On Friday, June 2, millions of Americans are due a total of $25 billion worth of Social Security payments. More than anything else, that may prove a decisive element in forcing an end to the partisan standoff over raising the federal debt limit.
That obligation is “an enforcement mechanism we can’t ignore,” Democratic Sen. Chris Coons of Delaware, one of President Joe Biden’s top allies in Congress, said on MSNBC Wednesday. “When they find out that they’re not getting that check, our phones will light up like a Christmas tree.”
Treasury Secretary Janet Yellen has repeatedly warned that her department could run out of sufficient cash to make all federal payments as soon as June 1, putting the obligations coming due the next day at risk.
Yellen has also for months said it’s “unlikely” that Social Security benefits could be paid, but also said that there will be “difficult” choices to make if the debt limit isn’t raised and the Treasury runs out of funds. On Wednesday, she declined to specify “what exactly is possible and what is not possible.”
When it comes to Social Security — a vast retirement and disability program that had almost 66 million beneficiaries as of last year — what potentially makes an exception possible is that it has its own funding stream, separate from general government obligations. But even if it’s a theoretical option for the Treasury to keep making payments, experts say it’s legally questionable and in any event logistically challenging.
Which leaves the beneficiaries at risk. Those who are due to receive their money next week are retirees aged 88 and older, along with low-income individuals with disabilities.

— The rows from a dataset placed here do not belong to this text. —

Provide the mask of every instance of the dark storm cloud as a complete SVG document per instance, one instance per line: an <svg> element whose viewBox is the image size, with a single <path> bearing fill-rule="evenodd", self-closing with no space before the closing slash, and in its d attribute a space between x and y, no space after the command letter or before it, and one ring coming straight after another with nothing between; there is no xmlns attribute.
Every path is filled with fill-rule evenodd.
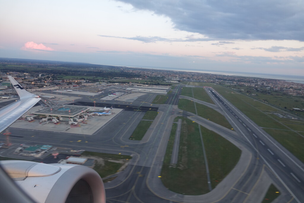
<svg viewBox="0 0 304 203"><path fill-rule="evenodd" d="M251 48L251 49L261 49L266 51L271 52L281 52L282 51L301 51L304 50L304 47L300 48L292 48L291 47L285 47L273 46L270 48L265 48L262 47Z"/></svg>
<svg viewBox="0 0 304 203"><path fill-rule="evenodd" d="M98 36L105 37L113 37L114 38L119 38L119 39L125 39L127 40L137 40L140 41L145 43L150 43L156 42L158 41L164 42L197 42L210 41L211 40L206 38L195 38L192 36L188 36L185 39L168 39L164 38L157 36L143 37L143 36L136 36L131 37L118 37L116 36L109 36L109 35L97 35Z"/></svg>
<svg viewBox="0 0 304 203"><path fill-rule="evenodd" d="M209 38L304 41L302 0L116 0ZM222 43L223 44L223 43Z"/></svg>

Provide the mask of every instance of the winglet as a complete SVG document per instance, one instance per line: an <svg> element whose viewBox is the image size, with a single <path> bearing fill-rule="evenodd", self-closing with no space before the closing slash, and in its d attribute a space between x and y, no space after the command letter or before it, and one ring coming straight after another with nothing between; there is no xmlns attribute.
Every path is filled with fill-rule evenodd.
<svg viewBox="0 0 304 203"><path fill-rule="evenodd" d="M39 97L39 96L30 93L24 89L22 87L22 86L14 79L13 77L10 75L8 75L7 77L9 79L11 82L12 82L12 84L14 86L14 88L16 90L16 91L18 93L20 99L23 98L28 98L29 97L38 98Z"/></svg>

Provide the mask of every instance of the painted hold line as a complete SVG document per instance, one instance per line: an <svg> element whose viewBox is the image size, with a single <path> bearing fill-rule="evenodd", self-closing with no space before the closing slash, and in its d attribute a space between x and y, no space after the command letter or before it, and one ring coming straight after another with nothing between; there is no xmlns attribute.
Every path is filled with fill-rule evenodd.
<svg viewBox="0 0 304 203"><path fill-rule="evenodd" d="M282 164L282 166L284 166L284 167L285 167L285 166L285 166L285 164L284 164L284 163L283 163L283 162L282 162L282 161L281 161L281 160L280 160L279 159L278 159L278 162L280 162L280 163L281 163L281 164Z"/></svg>
<svg viewBox="0 0 304 203"><path fill-rule="evenodd" d="M272 155L273 155L274 154L272 152L271 152L271 151L269 149L267 149L267 150L268 150L268 151L269 151L269 152L270 152L270 153L271 154L272 154Z"/></svg>
<svg viewBox="0 0 304 203"><path fill-rule="evenodd" d="M301 181L300 181L300 180L299 180L298 178L297 178L297 177L295 177L295 176L294 175L293 173L290 173L290 174L291 174L291 175L292 175L293 176L293 177L295 178L295 180L297 180L297 181L299 183L301 183Z"/></svg>

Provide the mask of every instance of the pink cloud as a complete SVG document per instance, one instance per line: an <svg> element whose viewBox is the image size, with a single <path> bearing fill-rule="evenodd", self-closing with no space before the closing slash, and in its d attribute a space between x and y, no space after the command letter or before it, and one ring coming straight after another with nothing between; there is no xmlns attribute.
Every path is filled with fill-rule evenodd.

“It’s a cruel twist of fate,” said Kathleen Romig, director of Social Security and disability policy at the Center on Budget and Policy Priorities in Washington. “The first people to have their benefits risked by this are the oldest and the poorest Social Security beneficiaries, who are paid in week one.”
House Speaker Kevin McCarthy hasn’t included Social Security in the sweeping cuts to spending that Republicans are demanding in return for supporting an increase in the debt ceiling. So any payments that aren’t made on time would be distributed once the borrowing limit was lifted.
The Treasury is slated to make $100 billion in Social Security payments in four installments next month — June 2, June 14, June 21 and June 28, according to a recent analysis by the Bipartisan Policy Center in Washington. So the longer an impasse continues once the debt limit is reached, the bigger the late payments bill might get.
Millions of others would also be affected, including those getting civil or military salaries and recipients of food stamps, health insurance and other benefits.
Social Security is somewhat separate from many other programs, however. The benefits draw on the contributions that workers have made. For decades, the system’s income was greater than the payouts, and a “trust fund” developed to park the excess. The Treasury issued special, non-tradeable securities for that surplus — which is included in the $31.4 trillion statutory ceiling.
When payments are due, the special Treasuries are liquidated — giving room to the Treasury under the debt limit to sell tradeable bills to the public, which generates cash the department can then distribute to beneficiaries.
“The headroom created by trust-fund dynamics would give the Treasury added borrowing authority to raise cash in the market,” said Lou Crandall, chief economist at Wrightson ICAP, a veteran analyst of Treasury debt. The nature of the accounting “means that Social Security payments are insulated from debt-ceiling constraints to a considerable degree,” he said.
If faced with the brutal situation of having insufficient cash, the Biden administration would be likely to at least try to prioritize Social Security, a former White House economic aide who now counsels market participants said.
Even if the Treasury were successful in doing that, however, it would likely run into legal problems, history suggests.
When a debt-limit breach was looming in 1996, Congress passed legislation granting the Treasury special borrowing authority on a temporary basis to ensure that Social Security payments were made on time. That left an impression that congressional action was needed for such a move.
During a debt-ceiling showdown in 1985, the Treasury redeemed some of the non-tradeable securities in the Social Security trust fund to stay under the limit. The General Accountability Office, a federal watchdog, examined that move and found it appeared to violate requirements of the Social Security Act.
“Those two actions taken collectively mean the courts are going to decide that Congress has to explicitly give Treasury the authority to prioritize payments, so they can’t do it,” said Douglas Holtz-Eakin, president of American Action Forum and a former director of the Congressional Budget Office.
What’s most likely if the Treasury did run out of sufficient cash is that Social Security checks would be postponed, said Jagadeesh Gokhale, a member of the Social Security Advisory Board, an independent agency that advises the president, Congress and the Social Security Administration on policy.
Given the political dangers for both political parties, he said, there’s immense pressure to ensure it never comes to that.
“It’s a risk for both sides — it’s hard to know in advance who would be blamed more,” said Gokhale, who is also director of special projects at the Penn Wharton Budget Model. “It’s difficult to know how the political cookie will crumble if there are delayed payments.”